15 November 2007

Kerinduan Allah Terbesar

Sering kita bertanya kira-kira apa sih kerinduan terbesar Allah bagi manusia? Siapa sih yang tahu persis isi hati Tuhan? Atau ada manusia yang berpengalaman menjadi penasihatnya? Tentunya kita semua sudah tahu hal ini bahwa untuk mengerti isi hati Allah tentunya kita tidak mengacu pada apa kata hati kita atau pada apa kata banyak orang tetapi pada apa kata Kitab Suci yang telah diilhamkan oleh Allah sendiri untuk menyatakan kehendak dan maksud serta rencana-rencana-Nya bagi dunia.

Dalam Yohanes 15:13-15, Tuhan berbicara dengan murid-muridnya dalam sebuah relasi baru. Relasi yang selama ini sudah terbentuk adalah Guru-Murid. Hubungan lama tersebut tidak dihilangkan tetapi diperkaya dengan jenis hubungan baru yakni: Sahabat. Kristus menempatkan manusia sejajar dengan diri-Nya. Saya jadi ingin meminjam pikiran relasional Martin Buber (tentang pola hubungan I-Thou dan I-It) yang saya coba pahami dalam konteks berbeda: bila Allah adalah pencipta dan manusia adalah ciptaan bisa saja pola relasi yang terbentuk adalah “I-It”. Tuhan bisa saja memanggil “It” kepada manusia dan tak ada yang akan menggugat-Nya.

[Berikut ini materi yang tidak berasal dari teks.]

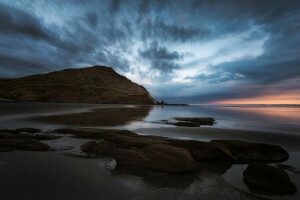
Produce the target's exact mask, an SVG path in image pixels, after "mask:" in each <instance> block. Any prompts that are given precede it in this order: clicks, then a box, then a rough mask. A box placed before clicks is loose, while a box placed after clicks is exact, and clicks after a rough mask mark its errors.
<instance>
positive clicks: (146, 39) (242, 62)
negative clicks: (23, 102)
mask: <svg viewBox="0 0 300 200" xmlns="http://www.w3.org/2000/svg"><path fill="white" fill-rule="evenodd" d="M58 8H61V9H58ZM299 13H300V2H299V1H289V2H286V1H282V0H278V1H269V0H266V1H252V0H245V1H239V0H231V1H229V2H224V1H222V0H214V1H206V0H201V1H198V0H189V1H180V0H172V1H168V0H163V1H151V0H133V1H126V0H125V1H119V0H114V1H106V0H102V1H98V0H91V1H89V2H88V3H87V2H85V1H81V0H78V1H66V2H64V1H58V0H53V1H51V2H50V1H36V3H34V4H28V3H27V2H26V1H17V2H16V1H2V3H0V18H1V22H2V23H0V29H1V32H0V77H16V76H21V75H29V74H35V73H44V72H49V71H55V70H60V69H64V68H70V67H85V66H89V65H98V64H102V65H107V66H111V67H114V68H115V69H116V70H117V71H118V72H120V73H122V74H126V73H130V74H131V77H137V78H136V79H137V80H141V81H143V80H145V79H147V82H148V83H149V84H150V85H151V84H152V86H153V85H156V84H157V83H162V82H166V84H164V85H162V84H157V86H155V87H154V86H153V87H149V88H152V91H153V93H154V94H161V95H165V96H173V97H174V96H175V95H178V96H180V95H181V96H186V98H184V99H185V101H186V102H188V101H189V98H188V96H190V100H191V101H194V102H195V101H200V100H201V101H203V102H208V101H213V100H214V98H215V99H218V100H219V99H222V98H223V99H230V98H240V97H254V96H256V95H262V94H263V93H268V92H270V91H272V94H275V93H276V92H277V93H282V92H285V91H287V90H296V89H299V81H300V68H299V66H300V58H299V52H300V24H299V21H300V14H299ZM290 80H293V81H290ZM141 83H143V82H141ZM199 85H201V87H200V86H199ZM275 86H276V87H275ZM174 88H182V90H178V92H172V91H171V90H173V89H174ZM245 88H246V89H245ZM275 88H277V89H275Z"/></svg>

Tokh manusia cuma gambar-Nya dan bukan Allah, manusia adalah ciptaan dan tidak lebih. Kekaguman Daud adalah ketika Allah menjadikan manusia sebagai mahkota dari semua ciptaan (Mazmur 8). Namun ternyata Allah sang Elohim dalam hubungan-Nya dengan manusia memakai relasi I-Thou (Aku-Kamu). Manusia disejajarkan dalam hubungan dan dalam komunikasi yang sejajar. Sehingga dalam konteks Yohanes 15 terlihat dengan jelas bahwa pola komunikasi dan hubungan yang sejajar (equal) adalah kerinduan Allah sendiri terhadap manusia yang sebenarnya telah mengkhianati-Nya berulang kali. Dan yang lebih mengharukan adalah Ia tidak saja menjadikan kita sahabat-Nya tetapi Ia bahkan telah menyerahkan nyawa-Nya sendiri untuk sahabat-sahabat-Nya (15:13), wow terima kasih Tuhan! Dengan kata lain bahwa Ia rela berkorban nyawa demi relasi yang Ia ciptakan dengan manusia yang dipandang sebagai sahabat-Nya. Tak ada kerinduan yang terbesar dari Allah yang membuat Ia turun tangan sendiri untuk membereskan semua penghalang demi orang-orang yang dipandang sebagai sahabat-Nya. Luar biasa!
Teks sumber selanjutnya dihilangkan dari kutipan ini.